Członkowie PiS rozpoczęli „Trasę dotrzymanego słowa”. Podczas spotkań z mieszkańcami poszczególnych miast mają skupiać się na zrealizowanych przedsięwzięciach, które są kluczowe dla naszego kraju pod wieloma względami.
Minister rolnictwa i rozwoju wsi Robert Telus wraz z wicepremierem, ministrem aktywów państwowych Jackiem Sasinem oraz ministrem infrastruktury Andrzejem Adamczykiem przebywał w Piotrkowie Trybunalskim. Na spotkaniu z mieszkańcami szef resortu rolnictwa podkreślił, że zapewnienie bezpieczeństwa żywnościowego jest jednym z najważniejszych zadań rządu, gdyż gwarantuje państwu siłę i niepodległość.
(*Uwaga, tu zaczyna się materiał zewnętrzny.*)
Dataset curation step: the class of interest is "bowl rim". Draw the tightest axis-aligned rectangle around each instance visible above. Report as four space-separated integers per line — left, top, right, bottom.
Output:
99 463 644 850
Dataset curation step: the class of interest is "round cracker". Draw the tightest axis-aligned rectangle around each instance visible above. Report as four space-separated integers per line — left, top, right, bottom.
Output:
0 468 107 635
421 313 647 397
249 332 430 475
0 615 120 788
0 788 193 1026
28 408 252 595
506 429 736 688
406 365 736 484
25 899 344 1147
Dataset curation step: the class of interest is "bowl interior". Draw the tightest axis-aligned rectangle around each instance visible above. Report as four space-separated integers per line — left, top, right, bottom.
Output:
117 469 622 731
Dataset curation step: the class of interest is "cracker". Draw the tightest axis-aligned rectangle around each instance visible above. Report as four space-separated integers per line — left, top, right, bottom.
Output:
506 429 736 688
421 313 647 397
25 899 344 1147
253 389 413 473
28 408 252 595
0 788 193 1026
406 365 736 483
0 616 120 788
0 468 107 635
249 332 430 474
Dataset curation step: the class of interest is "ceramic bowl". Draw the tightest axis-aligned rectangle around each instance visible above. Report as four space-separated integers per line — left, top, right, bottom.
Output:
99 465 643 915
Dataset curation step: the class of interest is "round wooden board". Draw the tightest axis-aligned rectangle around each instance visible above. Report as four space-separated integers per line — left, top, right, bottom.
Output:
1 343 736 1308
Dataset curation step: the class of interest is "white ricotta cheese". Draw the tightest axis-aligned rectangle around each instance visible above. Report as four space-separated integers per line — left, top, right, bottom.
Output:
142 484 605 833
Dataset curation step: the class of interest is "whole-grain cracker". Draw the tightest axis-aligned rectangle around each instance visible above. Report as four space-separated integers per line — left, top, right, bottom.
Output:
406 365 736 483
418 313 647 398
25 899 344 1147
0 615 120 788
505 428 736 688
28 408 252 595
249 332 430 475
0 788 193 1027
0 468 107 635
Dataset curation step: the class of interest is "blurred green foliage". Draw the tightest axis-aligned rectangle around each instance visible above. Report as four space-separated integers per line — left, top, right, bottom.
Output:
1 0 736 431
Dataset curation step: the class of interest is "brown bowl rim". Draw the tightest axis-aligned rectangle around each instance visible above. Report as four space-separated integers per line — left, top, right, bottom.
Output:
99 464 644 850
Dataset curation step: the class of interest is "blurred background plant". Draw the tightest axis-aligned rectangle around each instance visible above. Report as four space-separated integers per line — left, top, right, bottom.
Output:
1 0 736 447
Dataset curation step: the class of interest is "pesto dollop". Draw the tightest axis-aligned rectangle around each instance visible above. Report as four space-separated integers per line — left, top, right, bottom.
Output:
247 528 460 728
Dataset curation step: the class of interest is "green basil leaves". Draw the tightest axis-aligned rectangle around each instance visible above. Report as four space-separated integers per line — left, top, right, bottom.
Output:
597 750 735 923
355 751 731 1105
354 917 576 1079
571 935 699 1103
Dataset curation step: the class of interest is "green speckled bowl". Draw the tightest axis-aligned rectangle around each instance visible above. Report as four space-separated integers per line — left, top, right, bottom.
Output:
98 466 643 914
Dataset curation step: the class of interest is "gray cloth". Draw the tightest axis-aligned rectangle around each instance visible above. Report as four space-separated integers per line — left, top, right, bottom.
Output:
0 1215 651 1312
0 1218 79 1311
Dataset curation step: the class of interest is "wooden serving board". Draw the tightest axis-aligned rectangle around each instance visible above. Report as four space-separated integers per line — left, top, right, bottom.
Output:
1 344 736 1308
– Polska ziemia to świętość. Będziemy robić wszystko, by polska ziemia była w polskich rękach. Chłopi zawsze stali na straży naszej suwerenności – podkreślił minister Robert Telus i przypomniał słowa wypowiedziane przez premiera Mateusza Morawieckiego podczas obchodów Ogólnopolskiego Święta Niepodległościowego Ruchu Ludowego, że nie będzie silnej polskiej gospodarki, gdy nie będzie silnego polskiego rolnictwa.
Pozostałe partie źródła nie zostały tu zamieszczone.